I am trying to search initially for a string on an html file for:
Joe Fred Software Inc.
The string is found many times like:
Fred Joe Inc Software Company or Software Fred Joe Co.
Here is the regular expression to search for the string. My question is how to make my regular expression to be as flexible as possible to find any combination of the string and print all of them.
Thanks for the big help!!!

if ($file =~ /(\<font.*\>)($string)(\<\/font\>)/gi){$t1=$2;print "$t1";}

Replies are listed 'Best First'.
Re: Regular Expression Help
by kvale (Monsignor) on Sep 05, 2002 at 16:03 UTC
    Regexes won't automatically search for all permutations of words, so you must to it yourself:
    @words = split $string; $found = 1; foreach my $word (@words) { unless ($file =~ /$word/ ) { $found = 0; $last; } } print "Found: $string" if $found;
    Dealing with synonyms for comapny, co. and inc. are a bit more difficult. You could either strip these out of the string or special case them in the "and" loop.

    -Mark

Re: Regular Expression Help
by Django (Pilgrim) on Sep 05, 2002 at 16:52 UTC

    You could approach that problem from at least two sides:

    • Find a pattern that tolerates all variations, but is exact enough to exclude anything you don't want to find. Or:
    • Make a hash with all possible variations as keys and check if your match exists in the hash.
    The first approach might work if you can extract a common, unambigous string from all variations. For example if "Fred Joe" works as such an identifier, you could just look for /<font.*?>(.*?Fred Joe.*?)<\/font>/ig

    The second approach makes only sense when you know all variations. It could look like the following:

    my %Freds = ( 'Fred Joe Inc Software Company' => 1, 'Software Fred Joe Co.' => 1, # ... ) my @Texts = $file =~ /<font.*?>(.*?)<\/font>/ig; foreach (@Texts) { print $_ if $Freds{$_}; }

    ~Django
    "Why don't we ever challenge the spherical earth theory?"
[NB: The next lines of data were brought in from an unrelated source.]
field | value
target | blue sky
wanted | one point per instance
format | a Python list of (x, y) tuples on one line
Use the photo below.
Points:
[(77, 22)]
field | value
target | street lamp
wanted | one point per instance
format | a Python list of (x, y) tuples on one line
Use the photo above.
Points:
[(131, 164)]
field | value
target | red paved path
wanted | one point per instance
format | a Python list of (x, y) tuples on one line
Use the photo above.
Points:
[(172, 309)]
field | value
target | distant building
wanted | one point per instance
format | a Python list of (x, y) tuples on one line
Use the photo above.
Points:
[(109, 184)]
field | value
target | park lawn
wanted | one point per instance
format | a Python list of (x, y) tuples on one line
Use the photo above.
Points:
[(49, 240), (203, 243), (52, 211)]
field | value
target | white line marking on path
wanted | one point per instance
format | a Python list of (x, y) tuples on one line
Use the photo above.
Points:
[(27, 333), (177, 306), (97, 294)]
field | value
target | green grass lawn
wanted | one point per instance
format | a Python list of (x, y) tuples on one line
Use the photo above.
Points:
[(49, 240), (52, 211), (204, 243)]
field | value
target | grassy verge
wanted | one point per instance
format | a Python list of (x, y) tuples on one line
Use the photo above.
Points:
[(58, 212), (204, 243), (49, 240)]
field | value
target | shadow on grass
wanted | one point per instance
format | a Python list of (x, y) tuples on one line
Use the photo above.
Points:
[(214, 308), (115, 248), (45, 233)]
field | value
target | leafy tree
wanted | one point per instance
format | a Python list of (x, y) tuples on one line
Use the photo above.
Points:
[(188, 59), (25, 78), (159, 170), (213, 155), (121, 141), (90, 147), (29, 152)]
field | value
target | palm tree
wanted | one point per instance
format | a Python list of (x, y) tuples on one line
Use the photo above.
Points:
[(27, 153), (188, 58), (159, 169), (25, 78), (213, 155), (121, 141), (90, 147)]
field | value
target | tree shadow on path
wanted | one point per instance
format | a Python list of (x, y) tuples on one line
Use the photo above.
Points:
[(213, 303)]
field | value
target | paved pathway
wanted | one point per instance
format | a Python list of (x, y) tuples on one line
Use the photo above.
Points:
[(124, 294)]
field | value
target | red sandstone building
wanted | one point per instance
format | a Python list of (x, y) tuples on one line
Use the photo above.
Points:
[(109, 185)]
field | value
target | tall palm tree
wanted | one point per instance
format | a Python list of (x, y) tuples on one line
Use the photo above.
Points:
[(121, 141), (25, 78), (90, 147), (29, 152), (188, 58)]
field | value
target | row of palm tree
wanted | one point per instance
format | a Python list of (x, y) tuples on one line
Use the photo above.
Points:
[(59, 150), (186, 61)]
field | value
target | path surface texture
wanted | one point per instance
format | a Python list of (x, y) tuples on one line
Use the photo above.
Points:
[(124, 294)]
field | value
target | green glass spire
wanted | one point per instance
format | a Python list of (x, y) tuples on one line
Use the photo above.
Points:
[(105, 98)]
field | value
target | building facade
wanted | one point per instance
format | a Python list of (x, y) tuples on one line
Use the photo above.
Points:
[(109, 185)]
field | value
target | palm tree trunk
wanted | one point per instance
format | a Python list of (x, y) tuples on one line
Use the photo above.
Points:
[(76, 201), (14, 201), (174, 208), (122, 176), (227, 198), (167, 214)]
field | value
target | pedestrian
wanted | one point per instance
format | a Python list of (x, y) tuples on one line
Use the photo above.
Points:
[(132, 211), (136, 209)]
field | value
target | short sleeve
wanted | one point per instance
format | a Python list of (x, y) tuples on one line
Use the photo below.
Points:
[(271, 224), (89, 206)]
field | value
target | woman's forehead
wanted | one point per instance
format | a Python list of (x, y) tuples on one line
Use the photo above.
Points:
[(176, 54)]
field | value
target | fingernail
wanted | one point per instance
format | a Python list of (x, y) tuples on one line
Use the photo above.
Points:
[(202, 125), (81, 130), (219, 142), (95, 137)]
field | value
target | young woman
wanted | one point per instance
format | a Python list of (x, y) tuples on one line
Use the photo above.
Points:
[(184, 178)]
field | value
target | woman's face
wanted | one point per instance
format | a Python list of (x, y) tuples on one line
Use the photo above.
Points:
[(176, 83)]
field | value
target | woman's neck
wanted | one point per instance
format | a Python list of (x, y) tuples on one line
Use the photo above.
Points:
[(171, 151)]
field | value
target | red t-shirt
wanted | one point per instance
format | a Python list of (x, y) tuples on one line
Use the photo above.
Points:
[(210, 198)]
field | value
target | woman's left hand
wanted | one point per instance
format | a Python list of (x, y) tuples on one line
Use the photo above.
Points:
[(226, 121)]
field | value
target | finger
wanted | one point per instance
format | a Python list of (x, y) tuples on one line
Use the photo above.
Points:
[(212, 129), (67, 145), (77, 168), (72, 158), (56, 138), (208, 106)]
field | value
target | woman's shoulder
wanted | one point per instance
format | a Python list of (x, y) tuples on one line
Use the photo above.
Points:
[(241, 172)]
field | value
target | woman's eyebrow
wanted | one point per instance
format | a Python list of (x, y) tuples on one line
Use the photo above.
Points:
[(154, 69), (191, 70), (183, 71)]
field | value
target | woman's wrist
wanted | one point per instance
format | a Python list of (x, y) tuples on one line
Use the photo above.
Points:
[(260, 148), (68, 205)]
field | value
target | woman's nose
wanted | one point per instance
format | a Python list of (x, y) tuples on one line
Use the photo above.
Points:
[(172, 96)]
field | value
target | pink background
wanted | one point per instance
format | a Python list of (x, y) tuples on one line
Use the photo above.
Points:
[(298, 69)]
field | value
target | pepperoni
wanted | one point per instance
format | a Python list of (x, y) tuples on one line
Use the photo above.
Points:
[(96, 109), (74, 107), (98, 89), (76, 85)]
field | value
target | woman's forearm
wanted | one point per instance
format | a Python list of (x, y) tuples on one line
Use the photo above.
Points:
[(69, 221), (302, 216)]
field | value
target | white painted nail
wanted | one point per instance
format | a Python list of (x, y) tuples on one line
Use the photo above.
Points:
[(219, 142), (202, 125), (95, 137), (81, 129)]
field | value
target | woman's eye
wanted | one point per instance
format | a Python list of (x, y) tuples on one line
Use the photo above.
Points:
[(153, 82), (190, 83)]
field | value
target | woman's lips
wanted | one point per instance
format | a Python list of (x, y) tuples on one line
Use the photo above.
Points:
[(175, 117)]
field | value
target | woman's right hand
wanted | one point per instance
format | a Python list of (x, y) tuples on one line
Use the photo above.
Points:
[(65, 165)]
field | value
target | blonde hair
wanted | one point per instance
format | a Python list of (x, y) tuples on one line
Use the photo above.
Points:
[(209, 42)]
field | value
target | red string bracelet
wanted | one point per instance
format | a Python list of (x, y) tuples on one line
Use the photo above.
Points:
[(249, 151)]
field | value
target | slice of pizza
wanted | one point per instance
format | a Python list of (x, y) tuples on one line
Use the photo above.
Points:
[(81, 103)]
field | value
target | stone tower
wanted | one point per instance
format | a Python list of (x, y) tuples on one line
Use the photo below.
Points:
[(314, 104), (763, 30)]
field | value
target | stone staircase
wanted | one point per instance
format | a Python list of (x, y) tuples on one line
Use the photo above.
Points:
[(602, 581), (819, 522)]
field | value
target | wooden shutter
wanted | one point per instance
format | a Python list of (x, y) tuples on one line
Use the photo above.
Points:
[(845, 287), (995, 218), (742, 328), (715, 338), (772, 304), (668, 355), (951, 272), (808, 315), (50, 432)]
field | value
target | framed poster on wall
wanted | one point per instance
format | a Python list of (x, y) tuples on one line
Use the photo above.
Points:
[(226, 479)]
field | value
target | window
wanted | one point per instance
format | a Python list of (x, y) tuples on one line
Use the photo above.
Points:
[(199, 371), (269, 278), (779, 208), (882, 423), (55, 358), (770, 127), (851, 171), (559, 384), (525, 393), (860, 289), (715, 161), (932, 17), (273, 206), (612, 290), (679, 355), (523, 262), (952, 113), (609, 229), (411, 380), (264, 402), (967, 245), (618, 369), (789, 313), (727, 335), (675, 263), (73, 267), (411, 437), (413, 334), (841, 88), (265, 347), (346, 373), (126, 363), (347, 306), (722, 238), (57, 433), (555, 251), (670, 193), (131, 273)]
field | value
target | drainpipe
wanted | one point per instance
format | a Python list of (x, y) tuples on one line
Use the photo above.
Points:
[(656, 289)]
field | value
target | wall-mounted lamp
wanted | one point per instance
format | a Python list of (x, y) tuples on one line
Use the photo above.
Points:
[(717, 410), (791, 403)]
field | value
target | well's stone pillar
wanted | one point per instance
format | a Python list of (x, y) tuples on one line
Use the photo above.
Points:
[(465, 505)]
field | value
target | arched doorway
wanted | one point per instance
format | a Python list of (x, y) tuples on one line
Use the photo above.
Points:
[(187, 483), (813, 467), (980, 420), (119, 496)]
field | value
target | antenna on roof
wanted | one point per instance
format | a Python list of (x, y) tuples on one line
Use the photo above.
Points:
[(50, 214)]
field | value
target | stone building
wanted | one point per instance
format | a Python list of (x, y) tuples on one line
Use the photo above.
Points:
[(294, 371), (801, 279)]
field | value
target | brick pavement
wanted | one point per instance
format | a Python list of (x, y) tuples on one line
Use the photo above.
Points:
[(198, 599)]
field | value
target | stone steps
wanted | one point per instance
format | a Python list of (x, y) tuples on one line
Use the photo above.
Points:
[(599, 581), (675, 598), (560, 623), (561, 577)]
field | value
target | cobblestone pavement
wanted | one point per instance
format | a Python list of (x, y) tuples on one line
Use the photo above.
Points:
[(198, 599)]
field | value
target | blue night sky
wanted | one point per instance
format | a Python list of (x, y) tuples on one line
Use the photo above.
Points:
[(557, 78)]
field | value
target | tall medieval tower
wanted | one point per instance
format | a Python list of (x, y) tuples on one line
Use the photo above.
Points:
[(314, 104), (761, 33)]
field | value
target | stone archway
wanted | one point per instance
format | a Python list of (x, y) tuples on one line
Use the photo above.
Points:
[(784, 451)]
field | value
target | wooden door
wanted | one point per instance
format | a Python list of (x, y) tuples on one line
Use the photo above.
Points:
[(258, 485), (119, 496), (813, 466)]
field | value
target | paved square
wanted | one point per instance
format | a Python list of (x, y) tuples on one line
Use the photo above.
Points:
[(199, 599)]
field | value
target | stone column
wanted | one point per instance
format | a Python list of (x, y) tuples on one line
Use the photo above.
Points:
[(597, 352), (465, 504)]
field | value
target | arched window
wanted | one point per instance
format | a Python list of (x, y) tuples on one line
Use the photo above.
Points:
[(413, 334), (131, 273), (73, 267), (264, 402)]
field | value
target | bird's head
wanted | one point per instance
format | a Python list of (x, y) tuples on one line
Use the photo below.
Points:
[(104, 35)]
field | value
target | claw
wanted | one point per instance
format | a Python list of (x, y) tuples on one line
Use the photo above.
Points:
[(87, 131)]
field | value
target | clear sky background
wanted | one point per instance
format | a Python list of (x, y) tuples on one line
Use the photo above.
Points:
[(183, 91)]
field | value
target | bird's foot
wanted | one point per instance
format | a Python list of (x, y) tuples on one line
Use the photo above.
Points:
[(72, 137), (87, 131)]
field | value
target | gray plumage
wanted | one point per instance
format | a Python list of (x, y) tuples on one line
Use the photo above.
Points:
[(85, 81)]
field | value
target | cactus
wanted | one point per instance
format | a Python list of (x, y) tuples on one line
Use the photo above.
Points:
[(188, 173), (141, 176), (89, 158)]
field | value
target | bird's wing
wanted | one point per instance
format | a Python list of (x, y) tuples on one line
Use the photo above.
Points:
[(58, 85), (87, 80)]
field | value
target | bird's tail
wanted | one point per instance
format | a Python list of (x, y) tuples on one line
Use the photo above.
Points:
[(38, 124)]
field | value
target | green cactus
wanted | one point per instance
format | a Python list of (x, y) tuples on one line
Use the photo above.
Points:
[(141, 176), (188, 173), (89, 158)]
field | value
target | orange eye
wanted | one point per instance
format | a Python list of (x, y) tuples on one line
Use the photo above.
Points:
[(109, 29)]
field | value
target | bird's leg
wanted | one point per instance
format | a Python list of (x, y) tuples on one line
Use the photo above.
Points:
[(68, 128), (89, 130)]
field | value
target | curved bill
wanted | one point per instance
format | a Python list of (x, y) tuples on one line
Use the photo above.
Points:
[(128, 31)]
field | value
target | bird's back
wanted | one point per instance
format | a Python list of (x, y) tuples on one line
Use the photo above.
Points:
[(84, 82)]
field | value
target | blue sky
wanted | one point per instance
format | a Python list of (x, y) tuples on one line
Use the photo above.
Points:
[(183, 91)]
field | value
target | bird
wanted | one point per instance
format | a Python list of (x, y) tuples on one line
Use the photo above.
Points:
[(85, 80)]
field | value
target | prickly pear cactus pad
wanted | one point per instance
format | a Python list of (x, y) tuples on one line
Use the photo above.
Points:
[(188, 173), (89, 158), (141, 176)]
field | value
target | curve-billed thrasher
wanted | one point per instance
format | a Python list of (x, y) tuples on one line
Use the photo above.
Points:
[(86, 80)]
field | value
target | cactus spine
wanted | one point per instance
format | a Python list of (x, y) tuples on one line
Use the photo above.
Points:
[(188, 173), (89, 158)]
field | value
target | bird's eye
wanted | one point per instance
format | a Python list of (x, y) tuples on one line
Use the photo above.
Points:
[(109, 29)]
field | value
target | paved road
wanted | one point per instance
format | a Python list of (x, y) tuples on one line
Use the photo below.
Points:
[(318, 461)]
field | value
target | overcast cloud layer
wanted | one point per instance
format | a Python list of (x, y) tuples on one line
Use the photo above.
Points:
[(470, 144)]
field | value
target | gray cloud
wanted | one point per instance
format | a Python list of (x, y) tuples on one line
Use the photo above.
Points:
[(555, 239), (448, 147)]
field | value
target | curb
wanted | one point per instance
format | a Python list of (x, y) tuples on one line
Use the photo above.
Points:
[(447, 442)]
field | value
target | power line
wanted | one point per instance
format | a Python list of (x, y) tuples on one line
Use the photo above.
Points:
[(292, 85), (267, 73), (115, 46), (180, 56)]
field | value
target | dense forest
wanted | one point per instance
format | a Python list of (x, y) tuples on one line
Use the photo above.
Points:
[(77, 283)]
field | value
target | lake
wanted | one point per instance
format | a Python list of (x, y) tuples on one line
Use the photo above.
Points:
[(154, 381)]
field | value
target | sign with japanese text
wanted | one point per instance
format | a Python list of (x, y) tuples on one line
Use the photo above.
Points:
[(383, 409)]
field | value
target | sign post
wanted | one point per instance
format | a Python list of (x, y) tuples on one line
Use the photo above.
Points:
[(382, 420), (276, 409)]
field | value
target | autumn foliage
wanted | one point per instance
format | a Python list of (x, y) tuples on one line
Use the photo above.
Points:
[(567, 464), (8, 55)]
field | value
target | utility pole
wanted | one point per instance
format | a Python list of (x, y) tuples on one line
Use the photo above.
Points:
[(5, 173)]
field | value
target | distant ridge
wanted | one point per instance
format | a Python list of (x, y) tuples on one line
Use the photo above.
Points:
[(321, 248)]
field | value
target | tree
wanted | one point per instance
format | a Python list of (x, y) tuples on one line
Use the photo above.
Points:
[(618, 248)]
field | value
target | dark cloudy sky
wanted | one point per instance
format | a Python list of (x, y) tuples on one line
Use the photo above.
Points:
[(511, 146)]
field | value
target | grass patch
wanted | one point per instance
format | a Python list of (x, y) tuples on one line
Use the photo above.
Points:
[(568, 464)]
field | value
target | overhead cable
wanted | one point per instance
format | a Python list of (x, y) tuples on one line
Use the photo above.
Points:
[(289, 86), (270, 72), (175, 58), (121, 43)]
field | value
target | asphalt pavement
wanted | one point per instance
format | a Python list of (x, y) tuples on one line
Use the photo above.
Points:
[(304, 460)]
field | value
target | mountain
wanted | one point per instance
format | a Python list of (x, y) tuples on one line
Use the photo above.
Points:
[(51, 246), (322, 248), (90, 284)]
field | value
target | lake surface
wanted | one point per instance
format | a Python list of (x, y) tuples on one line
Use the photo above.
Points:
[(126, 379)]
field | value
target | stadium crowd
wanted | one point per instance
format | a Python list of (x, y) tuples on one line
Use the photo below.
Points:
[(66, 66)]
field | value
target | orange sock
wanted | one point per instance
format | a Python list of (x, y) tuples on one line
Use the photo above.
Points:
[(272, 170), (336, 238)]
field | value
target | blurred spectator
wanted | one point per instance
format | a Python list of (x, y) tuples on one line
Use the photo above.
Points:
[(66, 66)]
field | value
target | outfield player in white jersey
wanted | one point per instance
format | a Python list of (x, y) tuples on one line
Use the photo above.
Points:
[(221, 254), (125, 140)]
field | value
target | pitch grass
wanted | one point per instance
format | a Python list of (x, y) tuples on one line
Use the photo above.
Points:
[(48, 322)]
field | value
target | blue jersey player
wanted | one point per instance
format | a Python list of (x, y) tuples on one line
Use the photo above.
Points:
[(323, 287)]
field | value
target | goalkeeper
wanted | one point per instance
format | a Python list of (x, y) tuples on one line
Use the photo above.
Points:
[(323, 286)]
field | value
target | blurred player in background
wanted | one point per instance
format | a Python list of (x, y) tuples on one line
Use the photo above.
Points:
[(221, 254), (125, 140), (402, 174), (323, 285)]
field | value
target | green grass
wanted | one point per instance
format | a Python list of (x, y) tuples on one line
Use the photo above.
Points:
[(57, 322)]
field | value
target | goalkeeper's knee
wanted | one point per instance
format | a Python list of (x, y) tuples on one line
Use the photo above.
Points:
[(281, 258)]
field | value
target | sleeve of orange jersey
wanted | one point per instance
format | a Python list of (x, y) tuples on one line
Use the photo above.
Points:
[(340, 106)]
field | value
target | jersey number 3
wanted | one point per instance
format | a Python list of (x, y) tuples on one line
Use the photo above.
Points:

Re: Regular Expression Help
by MZSanford (Curate) on Sep 05, 2002 at 15:49 UTC
Re: Regular Expression Help
by Basilides (Friar) on Sep 05, 2002 at 16:16 UTC
    Do you want to match on parts of the string, eg just "Joe Fred," as well as combinations involving *all* the words? If so, here's a version which implements japhy's wicked combination routine from a query of mine here:
    my $file = "xxxxxxxxx Joe xxxxxxx Fred xxxxxxxx Joe Fred Software xxxx +xxx Inc Software Fred Joe"; my $string = "Joe Fred Software Inc"; my @n = split / /, $string; my $max = 2**@n; for (my $i = 0; $i < $max; ++$i) { my ($bits, @used) = $i; while ($bits) { my $high_bit = int(log($bits)/log(2)); push @used, $n[$high_bit]; $bits &= ~(2**$high_bit); } my $match = join " ", @used; print "$match\n" if $file =~ m/$match/; }
    Hope that's the kind of thing you wanted.